Looking back on the Great War today, it feels almost inevitable. If a discontented 19-year old Bosnian Serb with the devil’s luck had not managed to put a bullet into the jugular of the Archduke Franz Ferdinand on a hot summer day in 1914, something else would have triggered the chain of events that resulted in four and a half years of hell. Right?  

Yet few in the early 20th century seemed to see the course the world powers were heading on. Manuel Fernández Silvestre, a general in the Spanish military, expressed the conventional thinking at the time when he argued that European battles would typically be resolved after “one day’s hard fighting.”

Such beliefs held despite the fact that previous wars had foreshadowed the deadly toll of modern warfare. The American Civil War, for example, particularly the final two years, had provided an ugly demonstration of what disciplined armies could do to one another with rifled small arms and heavy artillery.

At the dawn of the 20th century, the destructive capacity had only grown. European armies had swelled, artillery had gotten bigger and more precise, and soldiers carried rifles with magazines. Britain’s colonial adventures in South Africa had demonstrated how difficult it was to breach entrenchments defended by modern infantry.

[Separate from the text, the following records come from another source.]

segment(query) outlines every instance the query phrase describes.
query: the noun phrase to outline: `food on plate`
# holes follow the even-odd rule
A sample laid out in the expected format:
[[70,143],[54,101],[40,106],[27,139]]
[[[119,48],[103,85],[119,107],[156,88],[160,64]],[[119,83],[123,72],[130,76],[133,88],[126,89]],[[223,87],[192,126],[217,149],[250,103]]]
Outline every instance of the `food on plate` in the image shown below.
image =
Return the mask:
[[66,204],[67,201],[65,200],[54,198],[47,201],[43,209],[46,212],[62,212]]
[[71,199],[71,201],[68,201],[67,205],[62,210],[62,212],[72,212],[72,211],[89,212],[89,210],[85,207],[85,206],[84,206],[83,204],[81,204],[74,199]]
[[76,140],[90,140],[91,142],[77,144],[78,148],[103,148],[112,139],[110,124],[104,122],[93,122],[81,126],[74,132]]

One man who did portend the carnage was Jan Bloch, a Polish banker and railroad baron who moonlighted as a military theorist. In 1898, Bloch published a little-noticed six-volume work titled The War of the Future in its Technical, Economic and Political Relations. The following year, the work was re-published in a single volume under a new title: Is War Now Impossible?

In the work, Bloch, who had closely studied Britain’s campaign in Africa during the Boer War, explained that modern weaponry had become so deadly that it had fundamentally changed warfare. Bayonet charges and cavalry flanking maneuvers were obsolete in an era defined by sophisticated earthworks and precision projectiles, he suggested. 

Everybody will be entrenched in the next war. It will be a great war of entrenchments. The spade will be as indispensable to a soldier as his rifle. The first thing every man will have to do, if he cares for his life at all, will be to dig a hole in the ground. War, instead of being a hand-to-hand contest in which the combatants measure their physical and moral superiority, will become a kind of stalemate, in which neither army is able to get at the other, threatening each other, but never being able to deliver a final and decisive attack.

War would be “impossible” in the sense that it would be suicidal. Neither side would be able to gain a decisive advantage, battles along massive contiguous fronts would continue indefinitely.

Was Bloch suggesting that modern man had vanquished war by making it so deadly and terrible? Hardly. He argued that humans would be slow to realize the changes, and the results would be catastrophic.  

At first there will be increased slaughter — increased slaughter on so terrible a scale as to render it impossible to get troops to push the battle to a decisive issue. They will try to, thinking that they are fighting under the old conditions, and they will learn such a lesson that they will abandon the attempt forever. Then, instead of war fought out to the bitter end in a series of decisive battles, we shall have as a substitute a long period of continually increasing strain upon the resources of the combatants. The war, instead of being a hand-to-hand contest, in which the combatants measure their physical and moral superiority, will become a kind of stalemate, in which neither army being willing to get at the other, both armies will be maintained in opposition to each other, threatening the other, but never being able to deliver a final and decisive attack…

That is the future of war — not fighting, but famine, not the slaying of men, but the bankruptcy of nations and the breakup of the whole social organization…

This is, of course, almost precisely how World War I unfolded. Bloch was even correct in his assessment of how many combatants would fight in these new wars (“tens of millions”) and his prediction that disease would claim “many more than either cold steel or rifle-bullets.”

Bloch’s predictions seem fairly obvious to the modern thinker (what we call hindsight bias), but few of his contemporaries paid much attention to his newfangled theories.

When Bloch presented his thesis at a British military think tank in 1901, the chairman of the meeting pooh-poohed his conclusions, suggesting that artillery and cavalry could still prove decisive against entrenchment. Even military leaders who accepted Bloch’s premise that military tactics were archaic missed his larger point. Some British military strategists for example, proposed using more men on offensives to compensate for the newfound advantages of defensive positions. But Bloch’s larger point was that modern war would primarily driven by economic forces; tweaking tactics was not a solution.

Bloch died in 1902 at age 65. He never lived the see the nightmare he predicted with such uncanny foresight. That, perhaps, is a mercy.